Von April bis Oktober 2016

Einführungsrede von Dr. Zierden zu Pater Anselm Grün

16. Oktober 2014 - Eventum Wittlich

Meine sehr geehrten Damen und Herren!

Frühjahr 1973, vor mehr als 40 Jahren, in den barocken Räumen des Regino-Gymnasiums zu Prüm - im Schatten der übergroßen Basilika: Da beugte ich mich  im Rahmen der schriftlichen Abiturprüfung Deutsch über einen Essay von Siegfried Lenz. „Müßiggang oder das aktive Nichtstun“ hieß der Titel. Da sinnierte der große Schriftsteller Siegfried Lenz - vor einer Woche 88 jährig verstorben - da sinnierte der große Schriftsteller Siegfried Lenz über die Produktivität des Müßiggangs, über die Wertschätzung von Muße, Nichtstun, Entschleunigung in der  Antike.
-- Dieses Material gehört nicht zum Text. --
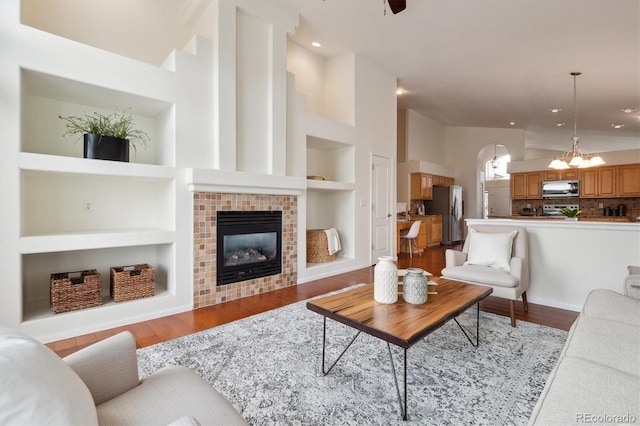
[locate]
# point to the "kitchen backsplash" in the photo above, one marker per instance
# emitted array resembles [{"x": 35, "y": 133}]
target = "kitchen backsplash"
[{"x": 589, "y": 206}]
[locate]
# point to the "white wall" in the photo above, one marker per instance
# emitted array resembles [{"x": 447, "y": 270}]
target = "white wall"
[
  {"x": 308, "y": 70},
  {"x": 425, "y": 138},
  {"x": 151, "y": 28},
  {"x": 567, "y": 260}
]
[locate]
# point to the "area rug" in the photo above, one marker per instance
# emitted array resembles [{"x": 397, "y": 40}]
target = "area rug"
[{"x": 268, "y": 366}]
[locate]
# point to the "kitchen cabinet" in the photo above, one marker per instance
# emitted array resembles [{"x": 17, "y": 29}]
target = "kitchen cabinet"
[
  {"x": 570, "y": 174},
  {"x": 629, "y": 180},
  {"x": 598, "y": 182},
  {"x": 442, "y": 181},
  {"x": 421, "y": 186},
  {"x": 526, "y": 185}
]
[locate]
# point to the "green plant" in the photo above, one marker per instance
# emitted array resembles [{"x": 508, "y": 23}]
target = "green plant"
[
  {"x": 570, "y": 212},
  {"x": 117, "y": 125}
]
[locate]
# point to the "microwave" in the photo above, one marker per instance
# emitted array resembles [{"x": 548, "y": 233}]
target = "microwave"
[{"x": 561, "y": 189}]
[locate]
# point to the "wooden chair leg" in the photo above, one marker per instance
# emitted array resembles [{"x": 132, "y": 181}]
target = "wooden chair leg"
[{"x": 512, "y": 307}]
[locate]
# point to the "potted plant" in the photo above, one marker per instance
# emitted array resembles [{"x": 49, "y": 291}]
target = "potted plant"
[
  {"x": 106, "y": 137},
  {"x": 570, "y": 214}
]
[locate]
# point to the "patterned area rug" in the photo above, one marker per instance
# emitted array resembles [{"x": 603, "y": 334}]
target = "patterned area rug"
[{"x": 268, "y": 366}]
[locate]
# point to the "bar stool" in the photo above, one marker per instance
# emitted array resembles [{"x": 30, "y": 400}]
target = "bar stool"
[{"x": 409, "y": 237}]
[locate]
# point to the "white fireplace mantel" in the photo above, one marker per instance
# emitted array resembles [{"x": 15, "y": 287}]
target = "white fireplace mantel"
[{"x": 212, "y": 180}]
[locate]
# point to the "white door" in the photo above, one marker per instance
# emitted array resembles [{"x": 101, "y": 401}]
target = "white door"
[{"x": 382, "y": 213}]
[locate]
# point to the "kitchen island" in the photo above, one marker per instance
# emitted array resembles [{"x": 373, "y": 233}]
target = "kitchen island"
[{"x": 569, "y": 259}]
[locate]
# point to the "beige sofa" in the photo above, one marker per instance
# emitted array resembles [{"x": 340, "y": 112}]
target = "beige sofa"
[
  {"x": 100, "y": 385},
  {"x": 597, "y": 378}
]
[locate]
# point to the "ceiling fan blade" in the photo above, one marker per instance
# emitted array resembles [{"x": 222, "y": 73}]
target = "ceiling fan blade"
[{"x": 397, "y": 5}]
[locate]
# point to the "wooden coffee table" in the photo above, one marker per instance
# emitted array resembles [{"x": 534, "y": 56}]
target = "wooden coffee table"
[{"x": 401, "y": 323}]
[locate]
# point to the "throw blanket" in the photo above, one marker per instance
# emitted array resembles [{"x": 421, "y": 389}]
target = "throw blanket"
[{"x": 333, "y": 241}]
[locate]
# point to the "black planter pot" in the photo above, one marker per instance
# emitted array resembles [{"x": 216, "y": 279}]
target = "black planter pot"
[{"x": 106, "y": 148}]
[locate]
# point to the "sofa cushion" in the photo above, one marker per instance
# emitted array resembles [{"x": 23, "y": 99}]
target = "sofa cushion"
[
  {"x": 490, "y": 249},
  {"x": 580, "y": 391},
  {"x": 480, "y": 275},
  {"x": 605, "y": 342},
  {"x": 608, "y": 304},
  {"x": 38, "y": 387},
  {"x": 166, "y": 396}
]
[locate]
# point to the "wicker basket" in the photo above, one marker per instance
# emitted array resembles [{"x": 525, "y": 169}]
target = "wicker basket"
[
  {"x": 317, "y": 247},
  {"x": 69, "y": 291},
  {"x": 132, "y": 282}
]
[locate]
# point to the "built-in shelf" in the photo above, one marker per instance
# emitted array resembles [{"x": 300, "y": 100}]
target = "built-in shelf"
[
  {"x": 329, "y": 185},
  {"x": 41, "y": 310},
  {"x": 69, "y": 241},
  {"x": 82, "y": 166},
  {"x": 330, "y": 130}
]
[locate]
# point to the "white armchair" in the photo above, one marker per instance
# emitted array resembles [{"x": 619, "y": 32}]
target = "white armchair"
[
  {"x": 100, "y": 385},
  {"x": 496, "y": 256}
]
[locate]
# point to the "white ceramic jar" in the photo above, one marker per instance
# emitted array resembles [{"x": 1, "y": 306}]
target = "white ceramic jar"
[
  {"x": 414, "y": 286},
  {"x": 385, "y": 280}
]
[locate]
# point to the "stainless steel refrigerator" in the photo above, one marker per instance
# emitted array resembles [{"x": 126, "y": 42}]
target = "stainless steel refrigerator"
[{"x": 447, "y": 201}]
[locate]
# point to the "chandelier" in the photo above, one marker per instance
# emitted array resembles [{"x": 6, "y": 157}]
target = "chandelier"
[{"x": 575, "y": 157}]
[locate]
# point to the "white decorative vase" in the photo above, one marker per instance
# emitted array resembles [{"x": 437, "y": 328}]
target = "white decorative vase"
[
  {"x": 414, "y": 286},
  {"x": 385, "y": 280}
]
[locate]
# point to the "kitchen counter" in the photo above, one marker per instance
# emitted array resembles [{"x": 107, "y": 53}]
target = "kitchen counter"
[{"x": 580, "y": 219}]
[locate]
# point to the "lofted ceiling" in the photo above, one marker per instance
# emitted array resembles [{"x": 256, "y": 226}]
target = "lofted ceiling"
[{"x": 487, "y": 63}]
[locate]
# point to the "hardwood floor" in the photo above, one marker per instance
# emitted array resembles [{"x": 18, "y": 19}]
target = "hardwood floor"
[{"x": 158, "y": 330}]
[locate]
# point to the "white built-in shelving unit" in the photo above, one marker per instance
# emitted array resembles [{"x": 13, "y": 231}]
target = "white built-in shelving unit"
[
  {"x": 330, "y": 203},
  {"x": 78, "y": 213}
]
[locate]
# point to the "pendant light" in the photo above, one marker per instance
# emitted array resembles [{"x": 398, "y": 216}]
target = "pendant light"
[
  {"x": 494, "y": 161},
  {"x": 575, "y": 157}
]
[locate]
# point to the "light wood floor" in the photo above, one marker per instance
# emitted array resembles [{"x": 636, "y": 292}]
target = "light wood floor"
[{"x": 166, "y": 328}]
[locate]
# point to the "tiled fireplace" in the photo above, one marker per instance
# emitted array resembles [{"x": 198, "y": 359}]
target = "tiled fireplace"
[{"x": 206, "y": 205}]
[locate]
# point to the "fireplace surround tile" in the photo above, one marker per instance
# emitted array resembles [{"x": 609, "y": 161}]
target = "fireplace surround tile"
[{"x": 205, "y": 207}]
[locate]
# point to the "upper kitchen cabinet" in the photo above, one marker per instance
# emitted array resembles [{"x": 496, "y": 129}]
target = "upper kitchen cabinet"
[
  {"x": 570, "y": 174},
  {"x": 526, "y": 185},
  {"x": 629, "y": 180},
  {"x": 598, "y": 182}
]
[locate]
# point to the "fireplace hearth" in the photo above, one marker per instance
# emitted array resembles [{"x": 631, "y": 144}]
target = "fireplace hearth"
[{"x": 249, "y": 245}]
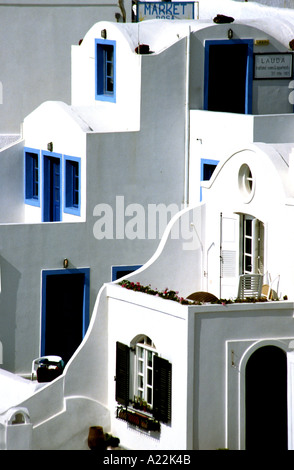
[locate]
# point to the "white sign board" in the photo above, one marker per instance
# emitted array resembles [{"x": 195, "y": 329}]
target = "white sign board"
[
  {"x": 165, "y": 10},
  {"x": 273, "y": 66}
]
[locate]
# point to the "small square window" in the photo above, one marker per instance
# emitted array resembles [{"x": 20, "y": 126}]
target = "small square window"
[
  {"x": 72, "y": 186},
  {"x": 32, "y": 177},
  {"x": 105, "y": 64}
]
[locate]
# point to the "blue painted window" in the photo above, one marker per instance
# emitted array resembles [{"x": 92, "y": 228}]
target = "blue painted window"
[
  {"x": 122, "y": 271},
  {"x": 52, "y": 181},
  {"x": 206, "y": 170},
  {"x": 32, "y": 176},
  {"x": 72, "y": 185},
  {"x": 105, "y": 66}
]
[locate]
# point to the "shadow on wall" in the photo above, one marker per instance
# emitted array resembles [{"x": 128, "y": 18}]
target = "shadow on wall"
[{"x": 9, "y": 283}]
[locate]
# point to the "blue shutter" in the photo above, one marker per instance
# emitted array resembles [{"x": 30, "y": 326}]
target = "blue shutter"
[{"x": 162, "y": 370}]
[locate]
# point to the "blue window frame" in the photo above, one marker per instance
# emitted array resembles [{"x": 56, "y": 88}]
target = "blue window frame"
[
  {"x": 121, "y": 271},
  {"x": 32, "y": 176},
  {"x": 206, "y": 169},
  {"x": 52, "y": 183},
  {"x": 105, "y": 68},
  {"x": 72, "y": 194}
]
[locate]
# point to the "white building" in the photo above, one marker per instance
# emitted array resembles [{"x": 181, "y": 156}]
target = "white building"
[
  {"x": 83, "y": 187},
  {"x": 36, "y": 37}
]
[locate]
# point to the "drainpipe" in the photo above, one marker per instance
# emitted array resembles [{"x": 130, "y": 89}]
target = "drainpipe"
[{"x": 187, "y": 123}]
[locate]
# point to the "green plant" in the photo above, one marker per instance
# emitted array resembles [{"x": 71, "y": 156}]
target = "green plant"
[{"x": 174, "y": 295}]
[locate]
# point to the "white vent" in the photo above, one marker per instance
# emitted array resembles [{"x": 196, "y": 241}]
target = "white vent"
[{"x": 228, "y": 263}]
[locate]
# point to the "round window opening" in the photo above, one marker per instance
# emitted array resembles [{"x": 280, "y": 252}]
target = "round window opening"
[{"x": 246, "y": 183}]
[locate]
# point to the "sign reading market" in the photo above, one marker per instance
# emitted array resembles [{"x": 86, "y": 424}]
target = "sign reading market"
[{"x": 165, "y": 10}]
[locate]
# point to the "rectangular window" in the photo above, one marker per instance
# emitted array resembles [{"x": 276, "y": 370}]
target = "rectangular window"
[
  {"x": 72, "y": 186},
  {"x": 152, "y": 383},
  {"x": 32, "y": 172},
  {"x": 105, "y": 66}
]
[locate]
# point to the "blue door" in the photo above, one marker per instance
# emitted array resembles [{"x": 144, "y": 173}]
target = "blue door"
[
  {"x": 52, "y": 191},
  {"x": 65, "y": 311}
]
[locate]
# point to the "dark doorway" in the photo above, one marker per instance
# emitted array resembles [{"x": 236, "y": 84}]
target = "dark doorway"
[
  {"x": 266, "y": 400},
  {"x": 227, "y": 86},
  {"x": 63, "y": 316}
]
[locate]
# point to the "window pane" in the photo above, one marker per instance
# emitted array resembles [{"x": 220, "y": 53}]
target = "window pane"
[
  {"x": 149, "y": 362},
  {"x": 149, "y": 377},
  {"x": 149, "y": 396}
]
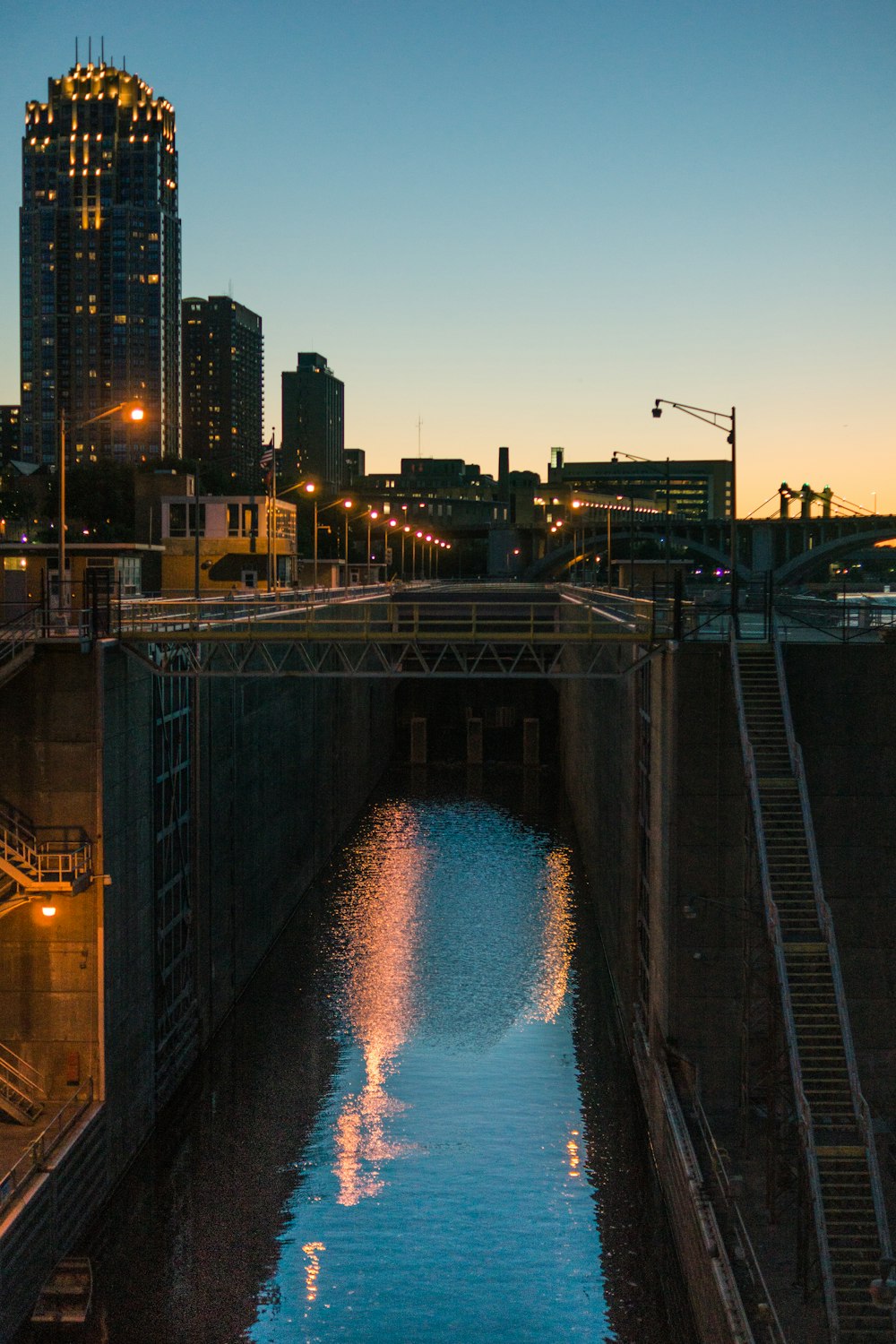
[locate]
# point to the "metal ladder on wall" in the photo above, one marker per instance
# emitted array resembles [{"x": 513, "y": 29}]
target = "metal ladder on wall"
[
  {"x": 22, "y": 1091},
  {"x": 834, "y": 1123}
]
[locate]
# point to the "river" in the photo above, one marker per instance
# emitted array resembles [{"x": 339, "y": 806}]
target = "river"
[{"x": 418, "y": 1124}]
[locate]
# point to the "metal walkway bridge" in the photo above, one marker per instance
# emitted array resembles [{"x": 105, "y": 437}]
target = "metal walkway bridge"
[{"x": 435, "y": 631}]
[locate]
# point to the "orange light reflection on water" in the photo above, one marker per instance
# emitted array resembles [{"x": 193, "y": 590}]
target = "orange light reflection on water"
[
  {"x": 382, "y": 941},
  {"x": 556, "y": 951},
  {"x": 312, "y": 1269}
]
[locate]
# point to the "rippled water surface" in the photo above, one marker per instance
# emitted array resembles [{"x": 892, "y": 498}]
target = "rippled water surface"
[{"x": 417, "y": 1125}]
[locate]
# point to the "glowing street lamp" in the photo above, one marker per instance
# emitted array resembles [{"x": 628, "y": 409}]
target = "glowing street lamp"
[
  {"x": 718, "y": 421},
  {"x": 132, "y": 411}
]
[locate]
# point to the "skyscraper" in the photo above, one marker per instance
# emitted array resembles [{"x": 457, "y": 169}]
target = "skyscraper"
[
  {"x": 99, "y": 242},
  {"x": 223, "y": 382},
  {"x": 314, "y": 426}
]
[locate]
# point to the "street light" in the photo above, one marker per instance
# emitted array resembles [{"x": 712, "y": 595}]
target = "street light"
[
  {"x": 349, "y": 505},
  {"x": 713, "y": 418},
  {"x": 311, "y": 488},
  {"x": 633, "y": 457},
  {"x": 134, "y": 411}
]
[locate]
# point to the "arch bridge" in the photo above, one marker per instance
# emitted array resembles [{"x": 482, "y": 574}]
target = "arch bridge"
[{"x": 788, "y": 547}]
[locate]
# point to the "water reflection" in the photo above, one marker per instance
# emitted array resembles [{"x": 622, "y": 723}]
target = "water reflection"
[
  {"x": 416, "y": 1128},
  {"x": 378, "y": 948}
]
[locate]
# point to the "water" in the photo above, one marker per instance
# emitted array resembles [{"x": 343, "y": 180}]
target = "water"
[{"x": 418, "y": 1124}]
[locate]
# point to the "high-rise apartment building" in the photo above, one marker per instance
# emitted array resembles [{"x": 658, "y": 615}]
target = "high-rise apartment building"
[
  {"x": 10, "y": 433},
  {"x": 99, "y": 242},
  {"x": 314, "y": 422},
  {"x": 223, "y": 384}
]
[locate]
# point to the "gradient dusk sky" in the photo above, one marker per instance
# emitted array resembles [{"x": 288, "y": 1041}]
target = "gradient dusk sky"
[{"x": 524, "y": 222}]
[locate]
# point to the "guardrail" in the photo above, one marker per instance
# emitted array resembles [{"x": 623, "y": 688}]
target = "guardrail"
[
  {"x": 53, "y": 855},
  {"x": 24, "y": 1074},
  {"x": 747, "y": 1254},
  {"x": 32, "y": 1161},
  {"x": 772, "y": 924},
  {"x": 826, "y": 925},
  {"x": 700, "y": 1242}
]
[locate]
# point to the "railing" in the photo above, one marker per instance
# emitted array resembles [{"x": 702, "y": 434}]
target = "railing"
[
  {"x": 61, "y": 857},
  {"x": 845, "y": 620},
  {"x": 22, "y": 1072},
  {"x": 16, "y": 634},
  {"x": 401, "y": 618},
  {"x": 702, "y": 1246},
  {"x": 770, "y": 1322},
  {"x": 772, "y": 924},
  {"x": 35, "y": 1158},
  {"x": 826, "y": 924}
]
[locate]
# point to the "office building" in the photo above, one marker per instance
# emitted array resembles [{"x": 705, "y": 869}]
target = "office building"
[
  {"x": 314, "y": 424},
  {"x": 699, "y": 488},
  {"x": 99, "y": 265},
  {"x": 223, "y": 386}
]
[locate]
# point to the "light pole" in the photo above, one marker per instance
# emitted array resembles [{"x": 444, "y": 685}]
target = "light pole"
[
  {"x": 347, "y": 505},
  {"x": 715, "y": 418},
  {"x": 311, "y": 488},
  {"x": 134, "y": 411},
  {"x": 634, "y": 459}
]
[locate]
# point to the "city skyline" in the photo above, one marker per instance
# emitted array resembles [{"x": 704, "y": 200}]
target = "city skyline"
[{"x": 524, "y": 233}]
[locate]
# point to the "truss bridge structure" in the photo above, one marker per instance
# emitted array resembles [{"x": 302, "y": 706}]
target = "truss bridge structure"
[{"x": 508, "y": 633}]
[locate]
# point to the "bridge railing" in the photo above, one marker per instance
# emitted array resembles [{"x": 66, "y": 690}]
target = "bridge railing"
[{"x": 842, "y": 620}]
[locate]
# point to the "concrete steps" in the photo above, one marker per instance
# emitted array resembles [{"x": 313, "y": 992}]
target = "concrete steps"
[{"x": 850, "y": 1228}]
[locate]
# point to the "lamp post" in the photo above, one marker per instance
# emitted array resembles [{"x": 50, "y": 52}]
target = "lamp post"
[
  {"x": 347, "y": 505},
  {"x": 371, "y": 515},
  {"x": 311, "y": 488},
  {"x": 633, "y": 457},
  {"x": 715, "y": 418},
  {"x": 134, "y": 411}
]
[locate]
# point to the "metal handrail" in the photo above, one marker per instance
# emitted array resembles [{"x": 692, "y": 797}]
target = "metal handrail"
[
  {"x": 18, "y": 632},
  {"x": 772, "y": 922},
  {"x": 826, "y": 922},
  {"x": 700, "y": 1206},
  {"x": 35, "y": 1156},
  {"x": 21, "y": 1069},
  {"x": 723, "y": 1180},
  {"x": 65, "y": 855}
]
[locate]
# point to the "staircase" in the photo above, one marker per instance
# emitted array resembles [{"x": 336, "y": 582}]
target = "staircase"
[
  {"x": 22, "y": 1093},
  {"x": 834, "y": 1124},
  {"x": 54, "y": 860}
]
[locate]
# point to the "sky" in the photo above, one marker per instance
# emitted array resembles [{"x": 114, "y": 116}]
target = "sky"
[{"x": 520, "y": 223}]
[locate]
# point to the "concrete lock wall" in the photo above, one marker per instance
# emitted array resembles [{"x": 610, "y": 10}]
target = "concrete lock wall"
[
  {"x": 842, "y": 707},
  {"x": 50, "y": 965},
  {"x": 277, "y": 771},
  {"x": 653, "y": 771}
]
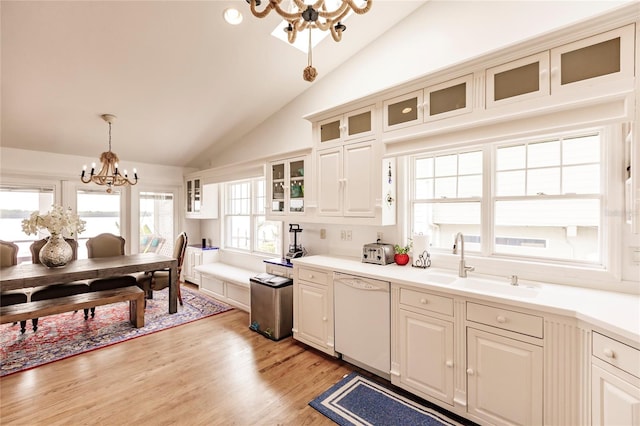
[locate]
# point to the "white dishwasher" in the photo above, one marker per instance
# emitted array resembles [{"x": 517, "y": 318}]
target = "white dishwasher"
[{"x": 362, "y": 322}]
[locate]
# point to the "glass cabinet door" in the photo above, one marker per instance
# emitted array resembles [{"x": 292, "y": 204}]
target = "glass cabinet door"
[
  {"x": 277, "y": 187},
  {"x": 296, "y": 186}
]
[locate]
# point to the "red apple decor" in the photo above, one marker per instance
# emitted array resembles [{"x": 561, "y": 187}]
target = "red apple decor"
[{"x": 402, "y": 253}]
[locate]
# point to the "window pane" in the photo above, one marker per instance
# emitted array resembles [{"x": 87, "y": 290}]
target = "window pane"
[
  {"x": 556, "y": 229},
  {"x": 543, "y": 154},
  {"x": 581, "y": 180},
  {"x": 445, "y": 188},
  {"x": 156, "y": 223},
  {"x": 424, "y": 168},
  {"x": 510, "y": 158},
  {"x": 470, "y": 163},
  {"x": 17, "y": 203},
  {"x": 510, "y": 183},
  {"x": 543, "y": 181},
  {"x": 581, "y": 150},
  {"x": 442, "y": 221},
  {"x": 101, "y": 211},
  {"x": 446, "y": 165}
]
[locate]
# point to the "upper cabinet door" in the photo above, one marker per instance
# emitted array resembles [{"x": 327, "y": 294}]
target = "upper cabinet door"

Ihr stellte er  die Gegenwart gegenüber: mit ihren Auswüchsen von Arbeitslast und Arbeitswut, von Beschleunigung und Ruhelosigkeit. Mit dem Herzinfarkt als Ritterschlag, als Aufnahmegebühr im Orden der Rastlosen.

An Aktualität haben die Ausführungen von Siegfried Lenz auch mehr als 40 Jahre später nichts verloren. „Keine Zeit!“, „Knappe Zeit“, „Mehr Zeit!“  So heißen aktuelle Bücher zum Thema „Zeit“. Sie spüren dem Paradox nach, dass die Menschen immer länger leben, aber die Zeit als immer knapperes Gut erleben. Dass sie immer mehr zeitsparende Hilfsmittel an die Hand bekommen, aber dass sie dennoch nicht das Gefühl haben, über mehr Zeit zu verfügen. Und schon gibt es eine Kulturgeschichte der Beschleunigung, die mit dem mittelalterlichen Prinzip der Langsamkeit beginnt und mit der heutigen Jagd nach der Nanosekunde endet. Erst recht im pausenlosen Zeittakt elektronischer Medien weltweit, mit dem Gebot ununterbrochener digitaler Erreichbarkeit und des ständigen Multitaskings wachsen Termindruck, Dauerstress und Zeitnot. Immer mehr in immer weniger Zeit zu verrichten, das ist das Gebot der Stunde im allgegenwärtigen Beschleunigungs- und Gleichzeitigkeitswahn.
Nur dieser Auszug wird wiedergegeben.